FinDeepResearch: Evaluating Deep Research Agents in Rigorous Financial Analysis
This work addresses the problem of evaluating AI agents in complex financial tasks for researchers and developers, though it is incremental as it focuses on benchmarking rather than a new method.
The paper tackles the lack of rigorous evaluation for Deep Research agents in financial analysis by proposing HisRubric, a hierarchical evaluation framework, and the FinDeepResearch benchmark with 15,808 grading items across 64 companies, 8 markets, and 4 languages, revealing strengths and limitations of 16 methods including DR agents and LLMs.

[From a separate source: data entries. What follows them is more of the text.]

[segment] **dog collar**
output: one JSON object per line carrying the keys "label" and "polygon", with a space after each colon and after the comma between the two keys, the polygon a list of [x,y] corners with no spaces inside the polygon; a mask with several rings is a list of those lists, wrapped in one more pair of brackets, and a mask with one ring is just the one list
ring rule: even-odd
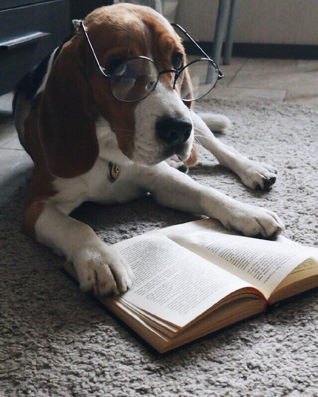
{"label": "dog collar", "polygon": [[110,162],[108,165],[109,172],[108,179],[111,182],[115,182],[120,173],[120,167],[114,163]]}

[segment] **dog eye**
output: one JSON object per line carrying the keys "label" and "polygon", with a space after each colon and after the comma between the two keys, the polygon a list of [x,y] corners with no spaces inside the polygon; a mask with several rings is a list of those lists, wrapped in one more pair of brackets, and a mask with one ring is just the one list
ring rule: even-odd
{"label": "dog eye", "polygon": [[183,66],[183,57],[182,54],[176,52],[172,56],[172,66],[176,70],[180,70]]}
{"label": "dog eye", "polygon": [[116,59],[113,61],[111,65],[112,74],[117,76],[122,76],[126,71],[127,65],[122,60]]}

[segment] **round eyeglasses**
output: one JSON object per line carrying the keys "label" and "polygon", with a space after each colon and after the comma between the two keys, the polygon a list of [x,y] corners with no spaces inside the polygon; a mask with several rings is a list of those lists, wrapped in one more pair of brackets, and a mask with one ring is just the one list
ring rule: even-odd
{"label": "round eyeglasses", "polygon": [[138,56],[120,63],[111,74],[107,74],[98,62],[82,21],[81,25],[101,73],[109,79],[111,93],[122,102],[136,102],[144,99],[155,89],[160,76],[165,73],[175,73],[174,89],[178,81],[182,81],[186,77],[185,74],[188,73],[190,79],[187,78],[187,84],[182,85],[180,87],[180,96],[186,102],[196,100],[206,95],[217,80],[223,77],[217,65],[209,58],[184,29],[176,24],[172,25],[188,36],[206,58],[193,61],[178,70],[167,69],[159,72],[152,59],[145,56]]}
{"label": "round eyeglasses", "polygon": [[[118,99],[135,102],[144,99],[153,91],[161,75],[175,73],[174,89],[178,79],[182,80],[186,71],[190,75],[190,81],[188,84],[181,87],[180,92],[184,101],[190,102],[202,98],[211,91],[217,81],[219,69],[209,59],[194,61],[180,70],[171,69],[159,72],[152,60],[139,56],[123,62],[116,68],[110,76],[109,87],[112,94]],[[212,78],[207,81],[208,73],[211,73]]]}

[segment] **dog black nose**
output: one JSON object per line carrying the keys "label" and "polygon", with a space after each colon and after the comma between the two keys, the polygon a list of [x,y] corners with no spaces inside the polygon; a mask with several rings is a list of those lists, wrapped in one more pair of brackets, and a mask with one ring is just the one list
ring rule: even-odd
{"label": "dog black nose", "polygon": [[192,124],[187,118],[167,117],[156,123],[157,135],[169,145],[182,145],[190,136]]}

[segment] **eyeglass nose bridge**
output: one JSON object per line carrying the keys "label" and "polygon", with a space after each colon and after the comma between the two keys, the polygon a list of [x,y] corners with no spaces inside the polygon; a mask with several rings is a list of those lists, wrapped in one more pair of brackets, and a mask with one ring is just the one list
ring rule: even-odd
{"label": "eyeglass nose bridge", "polygon": [[165,73],[175,73],[175,81],[173,82],[173,89],[175,89],[175,87],[176,86],[176,81],[177,79],[179,77],[180,75],[180,73],[182,71],[182,69],[180,69],[180,70],[177,70],[176,69],[165,69],[164,70],[162,70],[161,72],[159,72],[159,73],[158,75],[158,80],[159,81],[159,78],[162,74],[164,74]]}

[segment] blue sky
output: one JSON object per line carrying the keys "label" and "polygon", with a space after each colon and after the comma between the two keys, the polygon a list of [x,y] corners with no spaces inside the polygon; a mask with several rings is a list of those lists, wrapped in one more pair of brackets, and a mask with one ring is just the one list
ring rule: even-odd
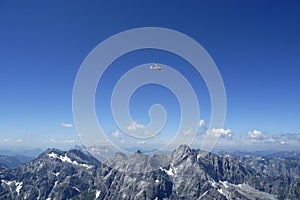
{"label": "blue sky", "polygon": [[[108,37],[147,26],[180,31],[207,50],[226,88],[225,128],[235,135],[253,130],[264,134],[299,133],[299,24],[299,1],[2,0],[0,145],[73,145],[76,130],[62,123],[74,123],[72,88],[82,61]],[[184,62],[160,52],[136,54],[116,61],[116,65],[155,59]],[[104,93],[113,84],[109,77],[121,73],[113,69],[108,72],[103,80],[107,81]],[[201,82],[191,70],[182,73],[191,82]],[[209,96],[205,84],[201,84],[196,88],[201,96],[201,118],[209,121]],[[101,96],[107,94],[100,89],[96,103],[99,109]],[[141,105],[139,110],[144,111],[153,103],[147,94],[137,92],[132,105]],[[161,101],[173,98],[166,96]],[[144,100],[148,100],[147,105],[143,105]],[[173,103],[176,107],[175,100]],[[176,109],[171,106],[169,110],[175,112],[175,123]],[[137,107],[133,106],[132,112],[137,121],[147,122]],[[107,131],[113,130],[107,127]]]}

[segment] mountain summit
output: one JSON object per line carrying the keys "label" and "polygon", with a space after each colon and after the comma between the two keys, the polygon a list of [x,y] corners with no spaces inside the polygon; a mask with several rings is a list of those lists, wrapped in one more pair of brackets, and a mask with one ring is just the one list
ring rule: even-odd
{"label": "mountain summit", "polygon": [[117,153],[104,163],[80,150],[48,149],[16,169],[0,168],[0,199],[299,199],[299,174],[299,160],[186,145],[161,155]]}

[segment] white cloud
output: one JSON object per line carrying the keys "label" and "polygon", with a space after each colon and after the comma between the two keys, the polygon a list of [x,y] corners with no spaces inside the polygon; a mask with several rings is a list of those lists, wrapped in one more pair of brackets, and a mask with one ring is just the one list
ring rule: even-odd
{"label": "white cloud", "polygon": [[60,125],[61,125],[62,127],[65,127],[65,128],[72,128],[72,127],[73,127],[73,124],[61,123]]}
{"label": "white cloud", "polygon": [[230,129],[213,128],[208,130],[207,133],[215,137],[232,137],[232,131]]}
{"label": "white cloud", "polygon": [[264,140],[267,138],[267,136],[261,131],[253,130],[248,132],[247,138],[250,140]]}
{"label": "white cloud", "polygon": [[116,131],[112,132],[111,135],[114,136],[115,138],[119,138],[120,137],[120,131],[116,130]]}
{"label": "white cloud", "polygon": [[126,141],[122,139],[122,140],[120,140],[120,142],[121,142],[122,144],[124,144]]}
{"label": "white cloud", "polygon": [[280,144],[286,145],[286,144],[289,144],[289,142],[288,141],[281,141]]}
{"label": "white cloud", "polygon": [[64,140],[62,143],[64,143],[64,144],[73,144],[75,142],[76,142],[75,140]]}
{"label": "white cloud", "polygon": [[199,128],[207,128],[206,123],[203,119],[200,119],[199,121]]}
{"label": "white cloud", "polygon": [[52,138],[52,139],[50,139],[49,141],[52,142],[52,143],[55,143],[55,142],[56,142],[56,139],[53,139],[53,138]]}
{"label": "white cloud", "polygon": [[193,133],[194,133],[194,132],[193,132],[193,129],[192,129],[192,128],[188,128],[188,129],[185,129],[185,130],[182,131],[182,134],[183,134],[184,136],[192,136],[192,135],[194,135]]}
{"label": "white cloud", "polygon": [[136,131],[137,129],[142,129],[144,128],[145,126],[142,125],[142,124],[138,124],[136,123],[135,121],[133,121],[128,127],[127,127],[127,131],[128,132],[134,132]]}

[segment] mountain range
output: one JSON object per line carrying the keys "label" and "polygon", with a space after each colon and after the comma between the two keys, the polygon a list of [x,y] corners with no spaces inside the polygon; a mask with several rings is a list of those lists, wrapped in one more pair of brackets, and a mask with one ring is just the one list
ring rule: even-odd
{"label": "mountain range", "polygon": [[300,199],[300,160],[213,154],[47,149],[16,168],[0,165],[0,199]]}

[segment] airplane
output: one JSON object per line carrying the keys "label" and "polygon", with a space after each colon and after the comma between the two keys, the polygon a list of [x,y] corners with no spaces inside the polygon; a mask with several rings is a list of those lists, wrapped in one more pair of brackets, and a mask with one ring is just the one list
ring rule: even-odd
{"label": "airplane", "polygon": [[159,66],[158,64],[151,65],[150,69],[157,70],[157,71],[164,71],[164,68],[162,66]]}

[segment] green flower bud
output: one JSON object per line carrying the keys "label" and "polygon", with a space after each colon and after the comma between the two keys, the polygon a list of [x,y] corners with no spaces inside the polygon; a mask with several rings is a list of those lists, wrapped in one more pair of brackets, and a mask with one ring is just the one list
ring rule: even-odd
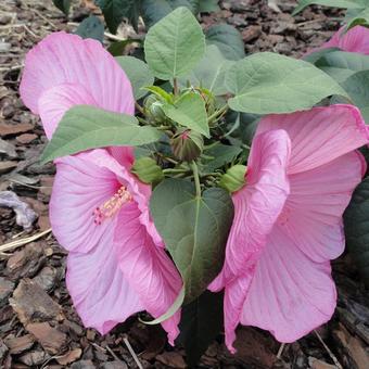
{"label": "green flower bud", "polygon": [[143,111],[148,118],[155,122],[163,122],[165,119],[165,114],[162,106],[163,102],[154,94],[150,94],[144,101]]}
{"label": "green flower bud", "polygon": [[204,149],[201,133],[181,128],[170,140],[174,155],[180,161],[191,162],[199,157]]}
{"label": "green flower bud", "polygon": [[162,168],[151,157],[140,157],[135,161],[131,171],[143,183],[157,183],[164,178]]}
{"label": "green flower bud", "polygon": [[240,190],[245,183],[247,167],[244,165],[234,165],[224,174],[219,181],[219,187],[232,193]]}

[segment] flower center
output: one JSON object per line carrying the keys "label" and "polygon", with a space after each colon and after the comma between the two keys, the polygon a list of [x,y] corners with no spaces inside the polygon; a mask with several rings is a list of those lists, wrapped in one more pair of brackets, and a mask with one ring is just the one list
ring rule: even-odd
{"label": "flower center", "polygon": [[93,211],[93,222],[100,226],[105,219],[112,218],[124,204],[130,202],[131,200],[132,195],[130,192],[125,186],[122,186],[111,199]]}

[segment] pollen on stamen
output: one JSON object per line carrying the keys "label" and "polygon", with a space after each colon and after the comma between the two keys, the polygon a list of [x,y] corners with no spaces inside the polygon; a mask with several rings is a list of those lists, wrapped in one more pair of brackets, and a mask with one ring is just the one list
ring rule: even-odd
{"label": "pollen on stamen", "polygon": [[125,186],[122,186],[119,190],[106,202],[104,202],[101,206],[98,206],[93,212],[93,222],[97,226],[100,226],[105,219],[112,218],[120,207],[130,202],[132,200],[132,195],[127,190]]}

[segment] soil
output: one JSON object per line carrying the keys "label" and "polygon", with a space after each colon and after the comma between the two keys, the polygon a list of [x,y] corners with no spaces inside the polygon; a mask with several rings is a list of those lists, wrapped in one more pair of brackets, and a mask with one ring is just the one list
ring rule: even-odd
{"label": "soil", "polygon": [[[342,17],[339,11],[314,7],[293,18],[296,2],[221,1],[221,10],[204,14],[204,28],[227,22],[242,33],[246,52],[273,51],[301,56],[326,41]],[[270,1],[271,3],[271,1]],[[23,105],[18,82],[24,55],[48,34],[73,31],[93,1],[75,1],[66,20],[51,0],[0,2],[0,244],[50,228],[48,203],[52,164],[38,162],[46,137]],[[119,28],[118,38],[133,33]],[[113,37],[106,33],[109,44]],[[36,219],[36,220],[35,220]],[[65,251],[50,232],[0,254],[1,368],[136,368],[127,342],[143,368],[184,368],[184,352],[166,343],[160,327],[133,317],[101,336],[85,329],[65,289]],[[202,357],[200,368],[369,368],[369,296],[349,255],[333,263],[339,307],[332,320],[298,342],[281,346],[265,331],[240,328],[238,353],[230,355],[222,335]]]}

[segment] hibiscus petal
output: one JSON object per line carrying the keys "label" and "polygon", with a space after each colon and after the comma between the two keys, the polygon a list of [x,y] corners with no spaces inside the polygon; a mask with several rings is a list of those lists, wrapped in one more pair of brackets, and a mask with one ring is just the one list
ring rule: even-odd
{"label": "hibiscus petal", "polygon": [[126,74],[99,41],[54,33],[27,53],[20,90],[33,113],[39,113],[39,99],[48,89],[64,84],[81,85],[102,109],[135,112]]}
{"label": "hibiscus petal", "polygon": [[87,254],[69,253],[66,285],[85,327],[107,333],[117,323],[144,309],[125,279],[114,250],[113,229]]}
{"label": "hibiscus petal", "polygon": [[291,139],[289,174],[314,169],[368,143],[357,107],[331,105],[264,117],[256,133],[284,129]]}
{"label": "hibiscus petal", "polygon": [[336,258],[344,251],[342,215],[361,181],[360,156],[352,152],[321,167],[290,176],[291,194],[278,222],[315,262]]}
{"label": "hibiscus petal", "polygon": [[[125,206],[118,216],[114,241],[125,278],[136,290],[144,308],[154,317],[165,314],[176,301],[182,282],[170,258],[156,247],[140,220],[137,204]],[[180,311],[162,325],[174,344],[179,334]]]}
{"label": "hibiscus petal", "polygon": [[276,227],[257,264],[241,323],[294,342],[327,322],[335,304],[329,262],[313,262]]}
{"label": "hibiscus petal", "polygon": [[97,103],[81,85],[58,85],[42,93],[38,101],[38,111],[49,140],[65,112],[74,105],[97,105]]}
{"label": "hibiscus petal", "polygon": [[[110,157],[99,150],[101,161]],[[89,252],[114,229],[116,219],[96,225],[93,211],[120,188],[115,173],[90,160],[96,153],[81,153],[56,161],[56,176],[50,201],[50,221],[62,246]],[[112,158],[113,160],[113,158]],[[107,161],[107,160],[106,160]]]}
{"label": "hibiscus petal", "polygon": [[224,270],[209,285],[221,289],[234,276],[253,268],[267,234],[289,194],[287,168],[290,139],[284,130],[255,137],[249,160],[246,186],[232,195],[234,219],[226,247]]}
{"label": "hibiscus petal", "polygon": [[356,26],[346,33],[345,27],[342,27],[319,49],[329,48],[339,48],[343,51],[369,55],[369,29],[367,27]]}

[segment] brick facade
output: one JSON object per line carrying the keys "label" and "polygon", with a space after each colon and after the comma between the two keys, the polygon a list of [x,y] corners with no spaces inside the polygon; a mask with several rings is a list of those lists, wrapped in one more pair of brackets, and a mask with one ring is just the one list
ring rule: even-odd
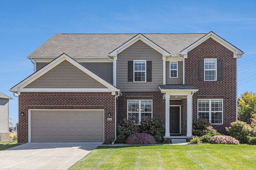
{"label": "brick facade", "polygon": [[127,100],[152,100],[153,118],[162,121],[165,126],[165,100],[160,92],[122,92],[122,96],[117,100],[118,122],[127,118]]}
{"label": "brick facade", "polygon": [[[222,80],[199,80],[198,61],[206,58],[222,59]],[[198,99],[223,99],[223,124],[213,127],[226,133],[225,127],[236,119],[236,59],[234,53],[210,38],[188,53],[188,59],[185,59],[185,83],[199,89],[193,96],[193,119],[197,119]]]}
{"label": "brick facade", "polygon": [[[29,109],[104,109],[104,139],[114,138],[114,103],[115,96],[111,92],[21,92],[19,95],[18,142],[28,141]],[[107,120],[109,112],[112,113],[112,121]]]}

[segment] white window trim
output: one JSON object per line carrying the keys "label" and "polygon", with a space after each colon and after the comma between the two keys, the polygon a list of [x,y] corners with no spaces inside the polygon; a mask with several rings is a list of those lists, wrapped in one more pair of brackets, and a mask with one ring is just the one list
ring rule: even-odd
{"label": "white window trim", "polygon": [[137,125],[140,125],[140,122],[141,121],[141,111],[140,111],[140,109],[141,109],[141,101],[151,101],[151,106],[152,107],[152,108],[151,108],[151,118],[153,118],[153,100],[127,100],[127,106],[126,107],[126,110],[127,110],[127,120],[128,120],[129,119],[129,111],[128,111],[128,102],[129,101],[139,101],[139,124],[138,124]]}
{"label": "white window trim", "polygon": [[[177,69],[171,69],[171,63],[177,63]],[[170,63],[169,64],[169,68],[170,70],[170,75],[169,75],[169,77],[170,78],[178,78],[178,61],[170,61]],[[177,70],[177,77],[171,77],[171,71],[172,70]]]}
{"label": "white window trim", "polygon": [[[198,119],[199,117],[199,106],[198,106],[198,103],[200,100],[209,100],[209,121],[213,125],[223,125],[223,99],[198,99],[197,100],[197,119]],[[222,101],[222,123],[212,123],[212,100],[221,100]],[[207,111],[202,111],[202,112],[207,112]],[[220,112],[220,111],[219,111]]]}
{"label": "white window trim", "polygon": [[[205,61],[206,60],[215,60],[215,69],[207,69],[205,68]],[[205,71],[215,71],[215,80],[205,80]],[[204,80],[206,82],[215,82],[217,81],[217,59],[204,59]]]}
{"label": "white window trim", "polygon": [[[134,63],[135,61],[145,61],[145,81],[144,82],[136,82],[135,70],[134,70]],[[142,72],[144,71],[136,71],[136,72]],[[147,82],[147,61],[146,60],[134,60],[133,61],[133,82],[134,83],[144,83]]]}

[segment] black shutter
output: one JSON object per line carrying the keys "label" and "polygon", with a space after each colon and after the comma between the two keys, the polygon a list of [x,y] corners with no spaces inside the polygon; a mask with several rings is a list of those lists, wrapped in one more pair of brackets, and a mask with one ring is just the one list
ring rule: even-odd
{"label": "black shutter", "polygon": [[217,60],[217,80],[222,80],[222,60]]}
{"label": "black shutter", "polygon": [[199,80],[204,81],[204,60],[199,60],[198,67],[199,68]]}
{"label": "black shutter", "polygon": [[128,81],[133,82],[133,61],[128,61]]}
{"label": "black shutter", "polygon": [[152,81],[152,61],[147,61],[147,82]]}

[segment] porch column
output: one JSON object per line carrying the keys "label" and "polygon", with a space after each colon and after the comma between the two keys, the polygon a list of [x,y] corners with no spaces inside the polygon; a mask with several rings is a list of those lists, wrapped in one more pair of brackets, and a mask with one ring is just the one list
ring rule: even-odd
{"label": "porch column", "polygon": [[165,95],[165,136],[170,137],[170,94]]}
{"label": "porch column", "polygon": [[187,95],[187,137],[192,136],[192,95]]}

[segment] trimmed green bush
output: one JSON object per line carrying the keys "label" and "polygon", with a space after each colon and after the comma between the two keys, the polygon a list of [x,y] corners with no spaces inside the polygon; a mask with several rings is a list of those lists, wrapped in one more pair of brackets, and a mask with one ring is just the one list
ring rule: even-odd
{"label": "trimmed green bush", "polygon": [[132,121],[125,119],[119,122],[117,125],[117,133],[128,137],[132,134],[139,132],[139,127],[134,125]]}
{"label": "trimmed green bush", "polygon": [[256,145],[256,137],[249,137],[248,143],[251,145]]}
{"label": "trimmed green bush", "polygon": [[112,137],[108,138],[106,139],[106,141],[105,141],[105,142],[104,143],[106,145],[112,144],[114,140],[114,138],[113,138]]}
{"label": "trimmed green bush", "polygon": [[231,127],[226,127],[228,135],[234,137],[242,143],[248,143],[248,139],[247,136],[252,136],[253,135],[252,127],[246,122],[239,120],[232,122],[231,124]]}
{"label": "trimmed green bush", "polygon": [[200,145],[202,143],[202,142],[201,140],[200,137],[197,136],[194,136],[188,142],[189,144],[197,144]]}
{"label": "trimmed green bush", "polygon": [[164,137],[162,135],[156,135],[154,136],[154,137],[155,138],[157,143],[161,143],[164,139]]}
{"label": "trimmed green bush", "polygon": [[234,144],[238,145],[239,141],[235,138],[229,136],[216,135],[212,137],[214,144]]}
{"label": "trimmed green bush", "polygon": [[211,126],[211,123],[207,120],[198,119],[193,120],[192,133],[194,136],[201,137],[207,133],[211,134],[217,132],[217,131]]}
{"label": "trimmed green bush", "polygon": [[140,122],[142,132],[152,136],[162,135],[164,133],[164,128],[162,125],[161,120],[152,119],[145,119],[145,121]]}
{"label": "trimmed green bush", "polygon": [[146,133],[138,133],[131,135],[125,141],[128,145],[156,144],[155,138],[151,135]]}
{"label": "trimmed green bush", "polygon": [[163,141],[163,143],[172,143],[172,139],[170,138],[164,138]]}
{"label": "trimmed green bush", "polygon": [[203,143],[210,143],[212,141],[211,135],[206,135],[201,137],[200,139]]}
{"label": "trimmed green bush", "polygon": [[123,134],[120,134],[116,137],[116,143],[124,143],[127,136]]}

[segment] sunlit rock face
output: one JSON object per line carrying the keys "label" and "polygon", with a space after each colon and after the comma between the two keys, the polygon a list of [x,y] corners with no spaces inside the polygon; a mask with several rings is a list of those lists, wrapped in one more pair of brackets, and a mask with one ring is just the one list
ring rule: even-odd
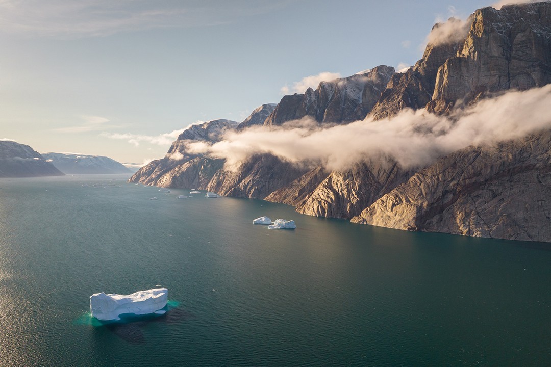
{"label": "sunlit rock face", "polygon": [[98,320],[118,320],[123,314],[145,315],[164,313],[161,309],[166,305],[168,289],[158,288],[139,291],[128,295],[104,292],[90,296],[90,312]]}
{"label": "sunlit rock face", "polygon": [[280,125],[309,116],[321,123],[342,123],[363,119],[379,100],[395,74],[381,65],[364,73],[320,83],[304,94],[285,96],[264,124]]}
{"label": "sunlit rock face", "polygon": [[352,221],[551,242],[551,132],[470,146],[415,173]]}
{"label": "sunlit rock face", "polygon": [[[444,31],[450,27],[452,32]],[[457,117],[484,98],[551,83],[551,2],[484,8],[466,22],[435,25],[433,34],[441,36],[429,36],[423,57],[407,70],[381,65],[284,96],[263,123],[267,134],[303,118],[323,129],[358,120],[382,123],[406,109]],[[255,152],[232,167],[207,156],[177,164],[165,158],[133,180],[263,199],[305,214],[395,228],[551,241],[547,133],[478,144],[419,167],[362,156],[351,167],[332,171],[317,161]]]}
{"label": "sunlit rock face", "polygon": [[429,110],[551,83],[551,3],[484,8],[469,20],[455,56],[438,69]]}

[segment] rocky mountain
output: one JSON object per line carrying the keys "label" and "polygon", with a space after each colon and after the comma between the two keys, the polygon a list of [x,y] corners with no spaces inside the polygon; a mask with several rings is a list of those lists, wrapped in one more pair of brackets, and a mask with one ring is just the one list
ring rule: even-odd
{"label": "rocky mountain", "polygon": [[73,153],[43,153],[42,156],[66,174],[132,173],[115,160],[101,156]]}
{"label": "rocky mountain", "polygon": [[363,119],[395,72],[394,68],[381,65],[348,78],[322,81],[316,90],[309,88],[304,94],[285,96],[264,124],[282,125],[305,116],[322,123]]}
{"label": "rocky mountain", "polygon": [[0,177],[63,175],[53,165],[28,145],[0,140]]}
{"label": "rocky mountain", "polygon": [[[551,2],[544,2],[484,8],[466,23],[437,24],[431,35],[438,36],[429,37],[407,71],[380,65],[285,96],[263,124],[268,132],[305,117],[318,128],[370,124],[405,108],[446,114],[505,91],[545,85],[551,81],[550,15]],[[228,128],[244,129],[244,123]],[[305,214],[402,229],[551,242],[549,131],[473,145],[420,167],[384,156],[332,172],[268,153],[226,167],[223,160],[189,154],[185,133],[167,155],[180,160],[152,162],[131,180],[264,199]]]}
{"label": "rocky mountain", "polygon": [[551,131],[496,146],[469,146],[444,157],[352,221],[551,242]]}

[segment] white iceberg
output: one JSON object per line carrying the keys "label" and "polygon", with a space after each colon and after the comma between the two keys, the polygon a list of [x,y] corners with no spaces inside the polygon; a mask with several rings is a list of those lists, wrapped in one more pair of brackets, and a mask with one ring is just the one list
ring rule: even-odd
{"label": "white iceberg", "polygon": [[260,218],[257,218],[256,219],[253,220],[252,224],[271,224],[272,220],[268,217],[261,217]]}
{"label": "white iceberg", "polygon": [[128,295],[94,293],[90,296],[90,312],[96,319],[104,321],[120,320],[118,316],[122,314],[164,314],[161,309],[166,305],[168,293],[166,288],[156,288]]}
{"label": "white iceberg", "polygon": [[286,221],[284,219],[276,219],[273,224],[268,226],[268,229],[294,229],[296,228],[294,221]]}

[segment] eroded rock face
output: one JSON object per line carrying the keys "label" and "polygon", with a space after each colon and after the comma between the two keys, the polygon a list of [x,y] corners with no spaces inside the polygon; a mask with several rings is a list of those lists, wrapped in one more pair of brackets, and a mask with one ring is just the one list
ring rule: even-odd
{"label": "eroded rock face", "polygon": [[450,154],[415,173],[352,221],[551,242],[551,132]]}
{"label": "eroded rock face", "polygon": [[297,205],[296,211],[308,215],[349,219],[410,174],[392,161],[358,163],[349,170],[329,173]]}
{"label": "eroded rock face", "polygon": [[441,113],[480,94],[551,82],[549,2],[476,10],[456,54],[439,68],[430,111]]}
{"label": "eroded rock face", "polygon": [[322,81],[316,90],[284,96],[264,124],[280,125],[306,116],[322,123],[363,119],[394,73],[394,68],[381,65],[365,73]]}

Deep Research (DR) agents, powered by advanced Large Language Models (LLMs), have recently garnered increasing attention for their capability in conducting complex research tasks. However, existing literature lacks a rigorous and systematic evaluation of DR Agent's capabilities in critical research analysis. To address this gap, we first propose HisRubric, a novel evaluation framework with a hierarchical analytical structure and a fine-grained grading rubric for rigorously assessing DR agents' capabilities in corporate financial analysis. This framework mirrors the professional analyst's workflow, progressing from data recognition to metric calculation, and finally to strategic summarization and interpretation. Built on this framework, we construct a FinDeepResearch benchmark that comprises 64 listed companies from 8 financial markets across 4 languages, encompassing a total of 15,808 grading items. We further conduct extensive experiments on the FinDeepResearch using 16 representative methods, including 6 DR agents, 5 LLMs equipped with both deep reasoning and search capabilities, and 5 LLMs with deep reasoning capabilities only. The results reveal the strengths and limitations of these approaches across diverse capabilities, financial markets, and languages, offering valuable insights for future research and development. The benchmark and evaluation code will be made publicly available.